Again, I'm not a fan of most shifter stories. Werewolf romances leave me cold, for the most part (werewolf movies, eh). These worlds that Laurenston's built, though ... the fact that there aren't just wolves, that life isn't just about turning into a werewolf or hunting vampires and zombies, but about the lives those characters inhabit, well, that's my jam. Add a huge dose of snark and buttloads of action (fairly gory action, I might add), and I'm hooked. I hope I'm like Charlie in one of the other dimensions where another me is living. Possibly with Max's knife skills and lack of morals.
As for Stevie's mental issues, I adored the way they were handled. They just ... were. And yes, they needed to be handled and she needed to be on her meds and she freaks out A LOT but it's SO REAL and I know there are people who act that way and it doesn't make them crazy, just different. These characters act the way I imagine shifters really WOULD be acting in real life - not just Creature Of The Week.
And then there are the Dunn triplets ... I kept going back to reread their interactions because sibling squabbling has me laughing out loud and these - and the MacKilligan sisters - definitely caused more than one gleeful snort and a quick drag of the highlight key.
As for the deadbeat (a tame word in this case) dad, and the extended family - which doesn't consider the MacKilligan sisters to be family because they're hybrid, aka mixed breed ... seeing so many of them put in their place caused so much schadenfreude it's a little embarrassing. Still, I can tell there's a buttload more trouble on the way, and I am HERE FOR IT.
I really liked that the romance was a slow burn and so this read more like an action novel than anything else (so don't get it if you think this is more like normal shifter romances, I guarantee you it's not).
Plus, the dog, and his insolence, and basically cock-blocking the romance, what a little (giant) sod.
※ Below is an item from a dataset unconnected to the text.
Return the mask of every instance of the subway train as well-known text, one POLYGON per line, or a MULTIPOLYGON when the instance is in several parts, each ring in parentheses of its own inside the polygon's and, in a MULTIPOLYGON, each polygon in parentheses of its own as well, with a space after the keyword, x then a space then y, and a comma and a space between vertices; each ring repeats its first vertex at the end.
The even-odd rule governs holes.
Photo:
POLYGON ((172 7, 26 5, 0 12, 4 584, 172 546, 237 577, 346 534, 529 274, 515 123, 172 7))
Laurenston and her dogs.
This book made me SO HAPPY. And that's really what I want in what feels like the end times.
Aside from The Call of Crows series and the Dragon Kin (written as G.A. Aiken), the Honey Badger series looks set to shoot to the top of my favourites, the books I need to read when the world around me is sucktastic as hell. I'd say we need a TV series so I can enjoy that while rereading for the umpteenth time.